# Was steckt in der Rute? – Teil 2



## Andal (10. Juli 2019)

Eines habe ich zu meinem Glück und zum Nachteil der Hersteller festgestellt. Je länger man angelt, desto eher fischt man eine Rute länger, wenn nicht sogar für ständig. Dieses permanente Wechseln von einer zur nächsten nimmt beständig ab und man fixiert sich immer mehr auf die eine, die einem immer mehr ans Herz wächst. Diese Verlängerung des eigenen Armes, wie man sie auch nennen könnte, tut dann, was man möchte, respektive man weiss genau, was sie wann tun wird. 

Aber ich wiederhole mich gerne. Dieses Tutorial zu den Ruten ist mehr als gut und es wird Einsteigern sicher helfen. Hoffentlich lesen sie und die Händler es!


----------



## angler1996 (10. Juli 2019)

sehr schön , ich schreib nur was aus meiner Sicht zu Punkt 5.
Ich würde alles tolerieren , was da dran krumm , verbogen oder sonst was ist, gut ich hab paar Rutenbauteile rumliegen und schon mal Ringe angebunden,
solange man das über den Preis reguliert. Mit einem wäre ich auch bei Nachlaß auf den Preis elendig vorsichtig - Macken am Blank ;
etwas krumm möge gehen, juckt keinen ;
aber Kratzer aller Art am Blank oder Schlimmeres -Finger weg ! das sind letztlich Wundertüten;-)))


----------



## jkc (10. Juli 2019)

Moin, habe noch nicht alles lesen können, aber finde es etwas unglücklich, dass Grafik und Beschreibung der Aktionstypen (fast) genau gegenläufig nummeriert sind, Bzw halt ungleich.

Grüße JK


----------



## Timo.Keibel (10. Juli 2019)

jkc schrieb:


> Moin, habe noch nicht alles lesen können, aber finde es etwas unglücklich, dass Grafik und Beschreibung der Aktionstypen (fast) genau gegenläufig nummeriert sind, Bzw halt ungleich.
> 
> Grüße JK



Danke für den Hinweis. Habe es entsprechend angepasst


----------



## Andal (10. Juli 2019)

Was mich immer etwas stört, aber das kann man dem Autor nicht anlasten, ist die Zerrerei der Salesmen an den Rutenspitzen.
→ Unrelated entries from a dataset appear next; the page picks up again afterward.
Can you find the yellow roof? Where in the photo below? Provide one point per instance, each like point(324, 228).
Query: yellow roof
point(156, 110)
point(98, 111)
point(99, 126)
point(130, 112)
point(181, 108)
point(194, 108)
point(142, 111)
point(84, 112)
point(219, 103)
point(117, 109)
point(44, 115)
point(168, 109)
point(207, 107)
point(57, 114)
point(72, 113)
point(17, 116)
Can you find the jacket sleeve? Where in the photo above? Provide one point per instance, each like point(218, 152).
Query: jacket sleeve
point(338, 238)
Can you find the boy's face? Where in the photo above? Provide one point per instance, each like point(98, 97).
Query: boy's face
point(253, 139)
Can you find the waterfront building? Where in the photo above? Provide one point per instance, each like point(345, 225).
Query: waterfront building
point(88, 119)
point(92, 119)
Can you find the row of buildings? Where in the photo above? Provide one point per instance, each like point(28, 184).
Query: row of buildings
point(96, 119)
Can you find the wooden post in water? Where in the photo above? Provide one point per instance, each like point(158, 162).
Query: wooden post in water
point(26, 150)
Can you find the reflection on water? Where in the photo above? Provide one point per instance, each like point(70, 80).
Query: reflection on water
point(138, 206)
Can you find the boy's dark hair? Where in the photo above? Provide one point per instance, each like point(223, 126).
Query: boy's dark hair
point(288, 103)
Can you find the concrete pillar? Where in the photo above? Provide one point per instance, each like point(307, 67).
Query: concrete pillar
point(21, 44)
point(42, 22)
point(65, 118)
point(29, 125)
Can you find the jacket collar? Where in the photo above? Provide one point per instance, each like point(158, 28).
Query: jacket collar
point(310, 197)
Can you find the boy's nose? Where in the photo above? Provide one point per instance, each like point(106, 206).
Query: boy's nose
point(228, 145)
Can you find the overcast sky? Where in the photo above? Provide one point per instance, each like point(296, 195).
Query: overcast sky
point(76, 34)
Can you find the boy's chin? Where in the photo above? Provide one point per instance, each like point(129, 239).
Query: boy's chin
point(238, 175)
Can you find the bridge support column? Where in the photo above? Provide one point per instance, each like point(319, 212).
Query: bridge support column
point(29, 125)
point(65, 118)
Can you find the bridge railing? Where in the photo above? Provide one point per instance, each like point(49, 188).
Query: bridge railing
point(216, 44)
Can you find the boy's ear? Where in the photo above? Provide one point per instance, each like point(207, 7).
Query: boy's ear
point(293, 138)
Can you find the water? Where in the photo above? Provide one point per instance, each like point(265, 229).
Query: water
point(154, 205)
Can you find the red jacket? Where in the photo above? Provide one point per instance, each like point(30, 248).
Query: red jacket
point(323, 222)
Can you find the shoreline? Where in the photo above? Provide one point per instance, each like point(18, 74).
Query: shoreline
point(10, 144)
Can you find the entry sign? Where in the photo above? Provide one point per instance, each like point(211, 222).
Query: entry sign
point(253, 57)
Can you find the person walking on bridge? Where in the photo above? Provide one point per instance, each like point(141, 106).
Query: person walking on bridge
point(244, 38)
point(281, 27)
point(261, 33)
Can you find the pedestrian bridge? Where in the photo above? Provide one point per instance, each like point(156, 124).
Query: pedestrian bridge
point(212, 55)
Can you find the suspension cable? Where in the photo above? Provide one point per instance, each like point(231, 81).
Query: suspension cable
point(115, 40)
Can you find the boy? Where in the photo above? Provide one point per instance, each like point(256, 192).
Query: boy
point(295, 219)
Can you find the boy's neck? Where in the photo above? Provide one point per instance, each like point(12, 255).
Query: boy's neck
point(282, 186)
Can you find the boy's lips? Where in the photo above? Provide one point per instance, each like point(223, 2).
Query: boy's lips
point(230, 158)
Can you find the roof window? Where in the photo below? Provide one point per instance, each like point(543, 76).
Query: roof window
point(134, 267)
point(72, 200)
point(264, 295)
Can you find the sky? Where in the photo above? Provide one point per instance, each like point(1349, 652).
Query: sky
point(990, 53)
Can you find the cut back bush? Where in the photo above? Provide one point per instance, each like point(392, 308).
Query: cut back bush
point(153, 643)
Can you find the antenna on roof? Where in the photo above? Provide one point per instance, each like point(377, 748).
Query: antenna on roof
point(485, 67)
Das sagt ja nun mal gar nix über eine Rute aus. Wer das etwas beherrscht, der verhökert auch einen lauwarmen Gartenschlauch als beinharte Aktion. Uffbasse!


----------



## Hecht100+ (10. Juli 2019)

Stimmt, je nachdem wie er die Spitze anfasst mach er einem die gesuchte Biegekurve.


----------



## Andal (10. Juli 2019)

Wenn ich mir in einem Laden eine Rute ansehe und der Verkäufer fängt sofort an, an der Spitze zu zerren, dann beschleicht mich immer das ungute Gefühl, der hält dich für blöd!


----------



## Moringotho (10. Juli 2019)

Andal schrieb:


> Eines habe ich zu meinem Glück und zum Nachteil der Hersteller festgestellt. Je länger man angelt, desto eher fischt man eine Rute länger, wenn nicht sogar für ständig. Dieses permanente Wechseln von einer zur nächsten nimmt beständig ab und man fixiert sich immer mehr auf die eine, die einem immer mehr ans Herz wächst. Diese Verlängerung des eigenen Armes, wie man sie auch nennen könnte, tut dann, was man möchte, respektive man weiss genau, was sie wann tun wird.
> 
> Aber ich wiederhole mich gerne. Dieses Tutorial zu den Ruten ist mehr als gut und es wird Einsteigern sicher helfen. Hoffentlich lesen sie und die Händler es!




sers,

da bin ich zu 100% bei dir.
auch ich hab seit jahren, eigentlich schon jahrzehnten meine festen ruten. die würde ich um nichts auf der welt hergeben.
muss zwar einräumen das auch immer mal wieder neue kommen, aber die gehen meist auch schnell wieder.

NdT Holger aka Mori


----------